I consult, write, and speak on running better technology businesses (tech firms and IT captives) and the things that make it possible: good governance behaviors (activist investing in IT), what matters most (results, not effort), how we organize (restructure from the technologically abstract to the business concrete), how we execute and manage (replacing industrial with professional), how we plan (debunking the myth of control), and how we pay the bills (capital-intensive financing and budgeting in an agile world). I am increasingly interested in robustness over optimization.

Friday, February 28, 2025

American manufacturers have forgotten Deming's principles. Their software teams never learned them.

American manufacturing struggled with quality problems in the 1970s and 1980s. Manufacturers got their house in order with the help of W. Edwards Deming, applying statistical quality control and total quality management throughout the manufacturing process, from raw materials, to work in process, to finished goods. The quality of American made products improved significantly as a result.

Once again, American manufacturing is struggling with quality problems, from Seattle’s planes to Detroit’s cars. But the products are a little different this time. Not only are manufactured products physically more complex than they were 50 years ago, they consist of both physical and digital components. Making matters worse, quality processes have not kept pace with the increase in complexity. Product testing practices haven’t changed much in thirty years; software testing practices haven’t changed much in twenty.

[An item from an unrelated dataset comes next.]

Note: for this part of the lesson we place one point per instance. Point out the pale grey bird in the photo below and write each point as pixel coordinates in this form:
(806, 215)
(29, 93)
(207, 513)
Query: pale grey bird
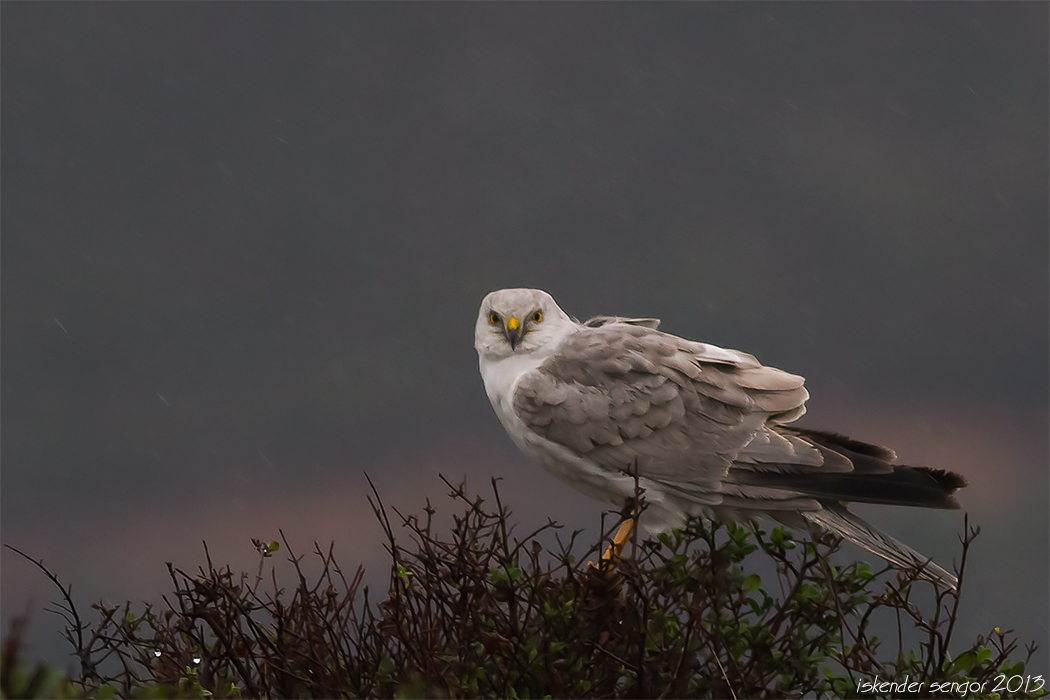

And then, of course, there are “practices” and “what is practiced.”

The benefit of having specifications, whether for the threading of fasteners or scalability of a method, is that they enable components to be individually tested to see whether they meet expectations. The benefit of automating inspection is that it gives a continuous picture of the current state of quality of the things coming in, the things in-flight, and the things going out. Automated tests provide both of these things in software.

If tests are coded before their corresponding methods are coded, there is a good chance that the tests validate the expectation of the code and the code is constructed in such a way that the fulfillment of expectation is visible and quantifiable. Provided the outcome - the desired technical and functional behavior - is achieved, the code is within the expected tolerance, and the properties the code needs to satisfy can be confirmed.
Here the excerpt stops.